Un drame contemporain. Les ressorts de l’intrigue et la scénographie qui la sert ne sont pas nouveaux. Lors d’un repas de mariage, le passé douloureux de la famille ressurgit à la façon dont Thomas Vinterberg l’a remarquablement réalisée avec son film Festen. De même la maison à deux niveaux qui tourne sur le plateau et permet de juxtaposer des scènes qui se déroulent dans un autre espace et un autre temps a déjà été utilisée par Simon Stone dans sa pièce Ibsen Huis pour le festival d’Avignon en 2018 ou encore par le français Fabrice Melquiot. Mais ici, intrigue comme scénographie et costumes participent d’une unité impressionnante de l’œuvre qui les dépasse et les englobe dans sa puissance créative.

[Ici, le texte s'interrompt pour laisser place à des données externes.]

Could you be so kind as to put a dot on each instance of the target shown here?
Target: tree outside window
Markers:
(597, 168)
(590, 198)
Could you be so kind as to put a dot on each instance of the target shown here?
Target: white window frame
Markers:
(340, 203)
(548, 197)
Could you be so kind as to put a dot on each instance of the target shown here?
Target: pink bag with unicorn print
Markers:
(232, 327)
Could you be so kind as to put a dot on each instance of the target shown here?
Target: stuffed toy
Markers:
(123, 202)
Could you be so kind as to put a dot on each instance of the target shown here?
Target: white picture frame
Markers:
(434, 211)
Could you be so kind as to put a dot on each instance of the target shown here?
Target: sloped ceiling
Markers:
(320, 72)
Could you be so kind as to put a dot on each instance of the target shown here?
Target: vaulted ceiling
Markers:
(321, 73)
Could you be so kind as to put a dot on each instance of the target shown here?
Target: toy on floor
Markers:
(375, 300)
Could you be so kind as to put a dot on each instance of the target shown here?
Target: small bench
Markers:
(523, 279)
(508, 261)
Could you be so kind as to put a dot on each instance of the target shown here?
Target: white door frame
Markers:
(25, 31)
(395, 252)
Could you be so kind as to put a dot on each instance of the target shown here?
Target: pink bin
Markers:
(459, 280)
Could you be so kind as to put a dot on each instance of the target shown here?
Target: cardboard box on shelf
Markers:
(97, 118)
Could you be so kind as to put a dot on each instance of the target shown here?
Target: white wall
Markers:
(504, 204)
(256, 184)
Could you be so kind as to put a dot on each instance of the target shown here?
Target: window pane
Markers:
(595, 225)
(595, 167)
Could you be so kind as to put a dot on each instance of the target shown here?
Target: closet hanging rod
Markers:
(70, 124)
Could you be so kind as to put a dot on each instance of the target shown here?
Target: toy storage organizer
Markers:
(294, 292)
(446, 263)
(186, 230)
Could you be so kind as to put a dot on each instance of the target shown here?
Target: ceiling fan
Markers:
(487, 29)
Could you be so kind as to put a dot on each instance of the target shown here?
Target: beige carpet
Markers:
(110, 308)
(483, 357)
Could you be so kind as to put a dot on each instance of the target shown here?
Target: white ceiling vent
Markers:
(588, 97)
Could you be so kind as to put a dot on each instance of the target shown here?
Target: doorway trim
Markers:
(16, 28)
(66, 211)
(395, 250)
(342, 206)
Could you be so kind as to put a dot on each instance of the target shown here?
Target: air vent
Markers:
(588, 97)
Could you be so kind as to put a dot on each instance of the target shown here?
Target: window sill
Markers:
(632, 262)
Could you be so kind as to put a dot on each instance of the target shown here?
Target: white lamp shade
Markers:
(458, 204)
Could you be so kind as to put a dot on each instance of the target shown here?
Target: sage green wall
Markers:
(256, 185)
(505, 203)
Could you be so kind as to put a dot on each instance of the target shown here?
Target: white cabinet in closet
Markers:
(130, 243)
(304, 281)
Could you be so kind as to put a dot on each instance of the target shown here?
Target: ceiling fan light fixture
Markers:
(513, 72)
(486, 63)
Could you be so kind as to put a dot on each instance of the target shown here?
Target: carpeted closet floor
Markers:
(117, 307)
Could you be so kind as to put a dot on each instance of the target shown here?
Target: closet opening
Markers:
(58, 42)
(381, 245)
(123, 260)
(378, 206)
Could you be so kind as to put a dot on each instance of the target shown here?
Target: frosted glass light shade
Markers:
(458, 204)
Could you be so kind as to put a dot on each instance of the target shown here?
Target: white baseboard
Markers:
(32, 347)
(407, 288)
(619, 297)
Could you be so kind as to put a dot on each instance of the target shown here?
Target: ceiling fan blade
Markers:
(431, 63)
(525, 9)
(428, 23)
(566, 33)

Car le public international de cette première mondiale a assisté à la création d’un drame qui fera date. Le travail long et partagé de la compositrice et de la librettiste, assistées du dramaturge et traducteur Aleksi Barrière, n’y est pas pour rien. L’écrivaine finlandaise Sofi Oksanen est connue des lecteurs français pour son roman Purge qui a obtenu le prix Femina. Elle signe là son premier livret d’opéra, qui l’a contrainte à un exercice difficile pour un romancier : des dialogues très courts, des phrases percutantes et très signifiantes notamment au niveau de l’intrigue, concentrée dans un temps que la compositrice ne voulait pas dépasser 1h45. Le texte superpose deux époques, le repas de mariage actuel où une serveuse remplaçante va révéler un passé ancien, celui d’une fusillade comme les Américains en ont trop connu dans les établissements scolaires ou celle qui a marqué la Norvège en 2011. À la manière d’une littérature policière, l’intrigue se dévoile en tableaux successifs qu’assure la maison tournante, jusqu’au coup de théâtre final qui montre combien les culpabilités sont nombreuses, l’humanité torturée derrière les apparences du confort moderne, le drame toujours moteur d’un imaginaire qui cherche si ce n’est à raisonner, du moins à comprendre avec l’aide d’une sensibilité très sollicitée dans cet opéra en tout point contemporain.
L’unité de l’œuvre. L’australien Simon Stone met sobrement en scène les effets dramatiques et la progression de l’intrigue en laissant aux interprètes la place qui semble naturellement être la leur. Un défi, notamment pour Vilma Jää qui interprète le registre si singulier de Markéta et l’actrice Julie Hega, dont les rôles décalés deviennent une évidence. Quant à Susanna Mälkki, sa maîtrise de la partition et sa direction du London Symphony Orchestra subjuguent. Également finlandaise, Susanna Mälkki avait déjà créé L’Amour de loin, premier opéra de Kaija Saariaho.
Cette impression d’une équipe parfaitement réunie et tendue vers la réussite de l’œuvre émane également des artistes lyriques, les parents Sandrine Piau et Tuomas Pursio, la serveuse interprétée par Magadalena Kozena ou les mariés Lilian Farahani et Markus Nykänen.
Sortant du Grand théâtre de Provence, on reste empreint de cette magie renouvelée du drame lyrique et de l’empreinte musicale novatrice. « Dans chacun de mes opéras, j’ai pour habitude de créer une identité musicale et vocale spécifique pour chacun de mes personnages, confie Kaija Saariaho. Avec treize personnages, il fallait que j’expérimente de nouvelles possibilités. » Là est sans doute le départ de la richesse incomparable d’Innocence. Car peu d’opéras contemporains parviennent à cette unité de création qui fait de l’opéra une œuvre globale où les différences forces créatrices conjuguent en un même drame. Cela exige un travail considérable et commun qu’ont su effectué les différents interprètes, le metteur en scène, la scénographe, l’ingénieur du son et la chorégraphe, les musiciens, le chœur, l’actrice et les artistes lyriques au service d’un chef d’œuvre.
Innocence, opéra en cinq actes de Kaija Saariaho. Création mondiale le 3 juillet 2021 au Festival international d’art lyrique d’Aix-en-Provence. Les 3, 6, 10 et 12 juillet. Livret de Sofi Oksanen. Mise en scène de Simon Stone. Direction musicale de Susanna Mälkki avec le London Symphony Orchestra. Avec Magadalena Kozena, Sandrine Piau, Tuomas Pursio, Lilian Farahani, Markus Nykänen et Jukka Rasilainen.